C’è tutto il repertorio: il tappeto rosso obbligatorio, le luci rosse che fanno molto Sanremo, i banner istituzionali ripetuti ossessivamente (se non ci sono almeno 47 loghi del Comune, l’evento non è valido), e naturalmente le pose plastiche di chi sa che sta facendo La Cultura.
Perché, parliamoci chiaro: mentre il resto d’Italia si arrovella su minimalismo, teatro contemporaneo, drammaturgia sperimentale e sale mezze vuote, a Siena la questione è stata risolta con una semplicità disarmante: luci rosse, paillettes, poster giganti, Shakespeare citato ma con estetica Mediaset. E fa il tutto esaurito.
E non manca nulla del format: ci sono anche le selezioni dei giovani talenti, esattamente come nei talent show televisivi. Il cerchio si chiude perfettamente: non è solo l’estetica, è proprio il modello completo. Casting, red carpet, luci, sponsor istituzionali. È il teatro che ha metabolizzato la TV e l’ha restituito come prodotto culturale vincente.

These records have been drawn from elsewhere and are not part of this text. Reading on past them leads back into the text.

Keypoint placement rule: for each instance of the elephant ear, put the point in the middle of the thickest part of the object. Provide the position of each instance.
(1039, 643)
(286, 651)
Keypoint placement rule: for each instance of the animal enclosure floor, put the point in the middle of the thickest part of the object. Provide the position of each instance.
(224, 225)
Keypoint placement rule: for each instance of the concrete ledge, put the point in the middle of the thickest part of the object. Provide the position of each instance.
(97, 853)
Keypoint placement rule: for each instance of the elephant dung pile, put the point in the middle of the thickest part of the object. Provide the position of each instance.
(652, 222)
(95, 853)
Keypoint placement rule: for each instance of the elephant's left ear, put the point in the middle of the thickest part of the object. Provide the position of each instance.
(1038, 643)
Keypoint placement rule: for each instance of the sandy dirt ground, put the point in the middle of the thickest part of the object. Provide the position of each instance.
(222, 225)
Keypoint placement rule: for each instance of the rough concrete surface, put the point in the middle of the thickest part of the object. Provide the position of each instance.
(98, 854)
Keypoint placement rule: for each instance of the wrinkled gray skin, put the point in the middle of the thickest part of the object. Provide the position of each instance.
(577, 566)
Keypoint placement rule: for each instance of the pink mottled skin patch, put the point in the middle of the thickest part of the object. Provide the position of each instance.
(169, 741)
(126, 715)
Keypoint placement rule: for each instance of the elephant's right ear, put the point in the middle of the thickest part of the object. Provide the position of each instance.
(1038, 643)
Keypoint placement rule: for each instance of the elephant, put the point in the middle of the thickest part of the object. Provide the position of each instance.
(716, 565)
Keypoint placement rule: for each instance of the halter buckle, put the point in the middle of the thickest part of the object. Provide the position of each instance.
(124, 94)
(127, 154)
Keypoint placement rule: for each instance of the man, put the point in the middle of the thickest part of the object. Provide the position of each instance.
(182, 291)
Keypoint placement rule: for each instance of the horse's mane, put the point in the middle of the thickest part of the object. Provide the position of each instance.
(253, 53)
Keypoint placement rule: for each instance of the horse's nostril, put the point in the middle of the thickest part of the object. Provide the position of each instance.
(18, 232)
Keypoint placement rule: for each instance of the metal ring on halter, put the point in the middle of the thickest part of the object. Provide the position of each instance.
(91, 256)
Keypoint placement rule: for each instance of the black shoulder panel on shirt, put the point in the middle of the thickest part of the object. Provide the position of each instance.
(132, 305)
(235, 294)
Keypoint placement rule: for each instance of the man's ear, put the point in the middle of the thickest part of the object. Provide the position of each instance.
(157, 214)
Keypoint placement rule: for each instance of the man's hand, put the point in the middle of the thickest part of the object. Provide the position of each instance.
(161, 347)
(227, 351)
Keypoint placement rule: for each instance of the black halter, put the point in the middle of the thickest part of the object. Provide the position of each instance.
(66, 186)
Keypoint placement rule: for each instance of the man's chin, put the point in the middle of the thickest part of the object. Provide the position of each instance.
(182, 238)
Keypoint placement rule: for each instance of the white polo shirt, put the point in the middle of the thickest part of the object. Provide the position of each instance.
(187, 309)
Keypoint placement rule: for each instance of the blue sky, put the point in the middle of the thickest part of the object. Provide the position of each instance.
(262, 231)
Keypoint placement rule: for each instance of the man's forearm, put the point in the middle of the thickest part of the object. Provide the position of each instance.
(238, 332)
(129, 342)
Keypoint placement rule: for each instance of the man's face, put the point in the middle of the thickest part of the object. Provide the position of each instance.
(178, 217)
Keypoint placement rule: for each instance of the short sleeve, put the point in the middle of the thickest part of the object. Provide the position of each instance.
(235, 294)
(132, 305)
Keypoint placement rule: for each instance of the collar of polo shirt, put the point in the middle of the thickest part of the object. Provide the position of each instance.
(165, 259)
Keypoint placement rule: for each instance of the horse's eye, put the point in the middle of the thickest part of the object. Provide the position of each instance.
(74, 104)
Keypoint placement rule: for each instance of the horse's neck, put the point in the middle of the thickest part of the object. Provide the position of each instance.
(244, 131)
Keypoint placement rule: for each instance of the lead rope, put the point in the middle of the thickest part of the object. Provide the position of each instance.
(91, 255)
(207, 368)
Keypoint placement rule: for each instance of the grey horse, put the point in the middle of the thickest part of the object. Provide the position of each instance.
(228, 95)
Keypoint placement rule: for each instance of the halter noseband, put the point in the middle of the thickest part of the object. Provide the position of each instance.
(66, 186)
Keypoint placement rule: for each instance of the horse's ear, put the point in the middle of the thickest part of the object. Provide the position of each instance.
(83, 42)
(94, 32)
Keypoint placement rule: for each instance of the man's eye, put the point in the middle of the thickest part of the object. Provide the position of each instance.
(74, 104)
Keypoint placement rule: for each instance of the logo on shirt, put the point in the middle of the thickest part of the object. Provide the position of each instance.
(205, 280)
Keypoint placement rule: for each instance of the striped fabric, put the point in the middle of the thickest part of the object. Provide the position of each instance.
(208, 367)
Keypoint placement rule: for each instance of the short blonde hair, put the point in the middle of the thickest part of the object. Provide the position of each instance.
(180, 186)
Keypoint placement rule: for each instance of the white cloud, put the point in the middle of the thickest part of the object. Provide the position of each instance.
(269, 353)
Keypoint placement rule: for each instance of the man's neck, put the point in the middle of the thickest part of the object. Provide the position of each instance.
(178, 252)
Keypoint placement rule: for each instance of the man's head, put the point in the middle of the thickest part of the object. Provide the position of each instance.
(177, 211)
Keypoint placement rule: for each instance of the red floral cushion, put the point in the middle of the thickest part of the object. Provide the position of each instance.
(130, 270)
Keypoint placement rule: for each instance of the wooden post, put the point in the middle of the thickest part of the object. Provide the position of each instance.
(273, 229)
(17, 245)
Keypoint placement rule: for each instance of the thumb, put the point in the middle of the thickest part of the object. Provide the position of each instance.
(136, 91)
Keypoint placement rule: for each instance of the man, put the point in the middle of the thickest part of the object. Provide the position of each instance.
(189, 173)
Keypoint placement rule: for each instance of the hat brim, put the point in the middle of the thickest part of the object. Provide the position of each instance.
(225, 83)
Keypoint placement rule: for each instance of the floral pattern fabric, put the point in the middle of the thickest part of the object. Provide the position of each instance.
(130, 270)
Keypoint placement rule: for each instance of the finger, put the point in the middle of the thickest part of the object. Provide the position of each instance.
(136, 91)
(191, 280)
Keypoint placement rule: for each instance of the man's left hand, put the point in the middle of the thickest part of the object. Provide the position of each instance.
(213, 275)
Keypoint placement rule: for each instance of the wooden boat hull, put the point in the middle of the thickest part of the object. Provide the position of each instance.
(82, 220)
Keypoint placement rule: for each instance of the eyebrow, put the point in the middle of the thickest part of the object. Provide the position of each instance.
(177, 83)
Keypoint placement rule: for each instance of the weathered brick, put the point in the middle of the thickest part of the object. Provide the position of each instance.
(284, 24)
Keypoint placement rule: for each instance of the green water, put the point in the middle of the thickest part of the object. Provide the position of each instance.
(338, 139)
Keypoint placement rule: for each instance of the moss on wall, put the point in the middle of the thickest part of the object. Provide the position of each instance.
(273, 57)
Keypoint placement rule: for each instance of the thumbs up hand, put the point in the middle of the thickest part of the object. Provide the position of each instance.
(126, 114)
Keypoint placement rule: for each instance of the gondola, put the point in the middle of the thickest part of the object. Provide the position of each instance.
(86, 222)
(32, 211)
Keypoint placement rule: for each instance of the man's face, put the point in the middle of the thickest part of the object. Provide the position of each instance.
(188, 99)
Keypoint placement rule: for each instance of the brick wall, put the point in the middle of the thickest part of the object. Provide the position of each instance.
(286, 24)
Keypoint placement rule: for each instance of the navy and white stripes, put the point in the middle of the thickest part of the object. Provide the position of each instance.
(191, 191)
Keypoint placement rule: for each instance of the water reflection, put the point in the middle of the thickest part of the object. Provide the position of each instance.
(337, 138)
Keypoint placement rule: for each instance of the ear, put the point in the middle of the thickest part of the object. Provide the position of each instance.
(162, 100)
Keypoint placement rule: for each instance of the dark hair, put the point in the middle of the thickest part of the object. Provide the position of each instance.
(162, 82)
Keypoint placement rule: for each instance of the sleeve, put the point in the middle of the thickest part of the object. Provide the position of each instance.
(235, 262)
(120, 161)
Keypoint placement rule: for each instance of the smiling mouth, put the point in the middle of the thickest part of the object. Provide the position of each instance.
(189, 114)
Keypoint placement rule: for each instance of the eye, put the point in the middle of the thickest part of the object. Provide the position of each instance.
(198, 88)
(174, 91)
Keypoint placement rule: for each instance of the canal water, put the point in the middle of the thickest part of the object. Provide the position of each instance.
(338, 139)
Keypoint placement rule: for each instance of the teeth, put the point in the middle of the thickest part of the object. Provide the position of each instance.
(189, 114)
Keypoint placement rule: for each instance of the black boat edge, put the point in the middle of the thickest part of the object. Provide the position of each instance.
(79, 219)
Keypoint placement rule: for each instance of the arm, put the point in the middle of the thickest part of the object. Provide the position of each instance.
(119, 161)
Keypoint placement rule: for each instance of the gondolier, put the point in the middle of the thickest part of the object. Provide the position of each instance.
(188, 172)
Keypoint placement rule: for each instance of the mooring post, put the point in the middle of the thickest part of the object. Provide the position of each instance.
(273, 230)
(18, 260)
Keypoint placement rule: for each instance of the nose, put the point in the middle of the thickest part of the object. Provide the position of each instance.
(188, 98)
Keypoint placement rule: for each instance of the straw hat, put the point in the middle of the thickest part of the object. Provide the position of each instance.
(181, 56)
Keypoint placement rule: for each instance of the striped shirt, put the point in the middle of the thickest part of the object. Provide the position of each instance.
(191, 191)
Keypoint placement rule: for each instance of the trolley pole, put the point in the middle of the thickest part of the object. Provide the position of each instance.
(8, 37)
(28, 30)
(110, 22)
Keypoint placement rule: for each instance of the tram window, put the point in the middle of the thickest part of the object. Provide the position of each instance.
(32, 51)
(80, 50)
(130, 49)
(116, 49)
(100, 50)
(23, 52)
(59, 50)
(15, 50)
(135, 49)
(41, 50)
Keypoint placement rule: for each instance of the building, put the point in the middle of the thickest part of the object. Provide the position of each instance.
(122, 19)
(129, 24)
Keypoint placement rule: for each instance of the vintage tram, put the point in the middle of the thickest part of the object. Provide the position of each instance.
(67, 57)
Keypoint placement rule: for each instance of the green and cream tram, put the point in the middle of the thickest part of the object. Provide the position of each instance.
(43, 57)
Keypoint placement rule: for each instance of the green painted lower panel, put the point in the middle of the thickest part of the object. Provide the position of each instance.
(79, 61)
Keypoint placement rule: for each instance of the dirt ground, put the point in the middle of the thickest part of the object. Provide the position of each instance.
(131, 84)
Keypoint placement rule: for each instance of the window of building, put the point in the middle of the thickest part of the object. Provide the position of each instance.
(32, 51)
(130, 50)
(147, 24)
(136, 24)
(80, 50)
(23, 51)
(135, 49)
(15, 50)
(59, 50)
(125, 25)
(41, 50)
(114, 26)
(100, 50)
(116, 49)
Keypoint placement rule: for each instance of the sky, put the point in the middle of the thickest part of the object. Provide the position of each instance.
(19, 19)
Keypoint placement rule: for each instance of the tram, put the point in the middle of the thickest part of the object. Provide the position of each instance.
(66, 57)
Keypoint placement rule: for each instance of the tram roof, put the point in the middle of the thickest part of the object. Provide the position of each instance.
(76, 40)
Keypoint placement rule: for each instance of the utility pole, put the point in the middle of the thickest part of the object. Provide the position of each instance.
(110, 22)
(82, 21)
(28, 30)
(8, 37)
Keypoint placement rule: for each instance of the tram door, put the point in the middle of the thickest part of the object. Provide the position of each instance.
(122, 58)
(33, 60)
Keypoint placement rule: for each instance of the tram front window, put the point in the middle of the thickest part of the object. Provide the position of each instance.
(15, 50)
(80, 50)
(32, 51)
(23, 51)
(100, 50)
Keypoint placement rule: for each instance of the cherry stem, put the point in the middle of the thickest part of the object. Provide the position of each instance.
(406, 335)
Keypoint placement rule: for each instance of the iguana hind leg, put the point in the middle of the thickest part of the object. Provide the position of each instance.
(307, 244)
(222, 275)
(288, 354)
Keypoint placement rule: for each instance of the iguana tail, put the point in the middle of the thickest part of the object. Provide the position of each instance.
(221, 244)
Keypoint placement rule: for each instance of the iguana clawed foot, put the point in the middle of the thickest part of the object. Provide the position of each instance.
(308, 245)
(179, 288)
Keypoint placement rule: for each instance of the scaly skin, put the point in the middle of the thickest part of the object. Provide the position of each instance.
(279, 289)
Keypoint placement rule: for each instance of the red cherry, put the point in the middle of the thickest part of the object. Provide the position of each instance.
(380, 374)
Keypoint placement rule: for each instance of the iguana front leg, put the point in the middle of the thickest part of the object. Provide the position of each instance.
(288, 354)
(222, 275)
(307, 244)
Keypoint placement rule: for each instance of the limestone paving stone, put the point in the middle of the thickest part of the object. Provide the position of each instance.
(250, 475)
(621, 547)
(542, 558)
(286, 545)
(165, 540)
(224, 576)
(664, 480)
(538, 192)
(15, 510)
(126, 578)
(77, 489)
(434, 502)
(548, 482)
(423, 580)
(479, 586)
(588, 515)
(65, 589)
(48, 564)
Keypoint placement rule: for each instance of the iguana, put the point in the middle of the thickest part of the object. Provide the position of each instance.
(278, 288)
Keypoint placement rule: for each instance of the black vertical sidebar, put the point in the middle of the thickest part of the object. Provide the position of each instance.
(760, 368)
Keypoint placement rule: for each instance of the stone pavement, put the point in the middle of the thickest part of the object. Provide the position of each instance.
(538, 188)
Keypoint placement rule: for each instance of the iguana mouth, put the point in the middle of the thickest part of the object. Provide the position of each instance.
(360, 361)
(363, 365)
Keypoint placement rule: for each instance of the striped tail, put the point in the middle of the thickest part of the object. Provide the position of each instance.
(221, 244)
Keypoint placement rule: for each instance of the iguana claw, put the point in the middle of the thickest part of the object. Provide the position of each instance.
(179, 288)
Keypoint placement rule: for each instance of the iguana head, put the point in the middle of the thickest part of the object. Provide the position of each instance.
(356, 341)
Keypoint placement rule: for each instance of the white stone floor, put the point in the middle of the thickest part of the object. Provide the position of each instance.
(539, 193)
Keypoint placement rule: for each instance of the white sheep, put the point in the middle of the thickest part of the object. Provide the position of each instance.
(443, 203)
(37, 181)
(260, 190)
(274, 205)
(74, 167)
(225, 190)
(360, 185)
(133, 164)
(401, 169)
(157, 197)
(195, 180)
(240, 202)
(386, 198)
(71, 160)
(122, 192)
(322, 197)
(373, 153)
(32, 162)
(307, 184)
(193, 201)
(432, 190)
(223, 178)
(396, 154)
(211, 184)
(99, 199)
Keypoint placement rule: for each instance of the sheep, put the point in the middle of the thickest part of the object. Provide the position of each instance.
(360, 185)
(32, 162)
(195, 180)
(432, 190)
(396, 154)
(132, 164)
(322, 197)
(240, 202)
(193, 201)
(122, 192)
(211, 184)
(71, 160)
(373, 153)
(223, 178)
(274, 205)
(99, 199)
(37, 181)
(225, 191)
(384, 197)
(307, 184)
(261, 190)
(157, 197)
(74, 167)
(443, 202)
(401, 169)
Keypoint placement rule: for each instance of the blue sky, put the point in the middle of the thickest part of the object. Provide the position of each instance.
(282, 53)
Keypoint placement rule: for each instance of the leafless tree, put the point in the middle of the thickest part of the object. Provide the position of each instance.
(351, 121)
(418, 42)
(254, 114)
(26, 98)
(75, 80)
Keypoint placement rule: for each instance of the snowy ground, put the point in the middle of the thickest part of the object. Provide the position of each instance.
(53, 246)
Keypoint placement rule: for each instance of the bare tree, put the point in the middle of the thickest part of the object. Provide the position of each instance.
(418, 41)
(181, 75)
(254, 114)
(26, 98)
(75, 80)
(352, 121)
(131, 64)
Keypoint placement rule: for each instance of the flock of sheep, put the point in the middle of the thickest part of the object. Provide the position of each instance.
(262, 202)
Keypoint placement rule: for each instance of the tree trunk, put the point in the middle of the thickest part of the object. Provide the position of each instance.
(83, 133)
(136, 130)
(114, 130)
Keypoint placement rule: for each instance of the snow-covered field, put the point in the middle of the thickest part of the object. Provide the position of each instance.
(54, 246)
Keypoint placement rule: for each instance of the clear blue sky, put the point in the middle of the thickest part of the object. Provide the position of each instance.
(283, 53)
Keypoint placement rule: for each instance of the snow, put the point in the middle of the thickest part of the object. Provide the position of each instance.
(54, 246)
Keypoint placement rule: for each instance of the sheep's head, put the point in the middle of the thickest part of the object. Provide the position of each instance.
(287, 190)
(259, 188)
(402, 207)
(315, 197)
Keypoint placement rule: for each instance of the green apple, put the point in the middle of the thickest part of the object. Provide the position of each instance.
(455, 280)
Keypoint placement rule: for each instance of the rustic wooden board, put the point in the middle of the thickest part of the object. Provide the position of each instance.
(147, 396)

Nella logica dei numeri su cui oggi si misura tutta la cultura – views, presenze, sold out, engagement – questo approccio stravince. Non è un fallimento del teatro d’autore, è la sua nemesi trionfante. È il revenge degli anni ’80: “Ci avete dato per morti, riempiamo le sale. Chi ride ora?”
La contraddizione tra la citazione shakespeariana e l’estetica da Buona Domenica non è un bug, è una feature. È la formula magica: un po’ di cultura alta per la coscienza, tanto spettacolo per il cuore. E soprattutto: red carpet. Sempre. Comunque. Ovunque.
Questa è l’ironia definitiva: il pubblico non vuole scegliere tra cultura e intrattenimento. Vuole entrambi, mescolati, con le luci rosse e la possibilità di farsi una foto. E questo modello glielo dà. E vince.
Sold out dopo sold out, mentre altrove si discute di “crisi del teatro”. A Siena non c’è nessuna crisi. C’è il pienone.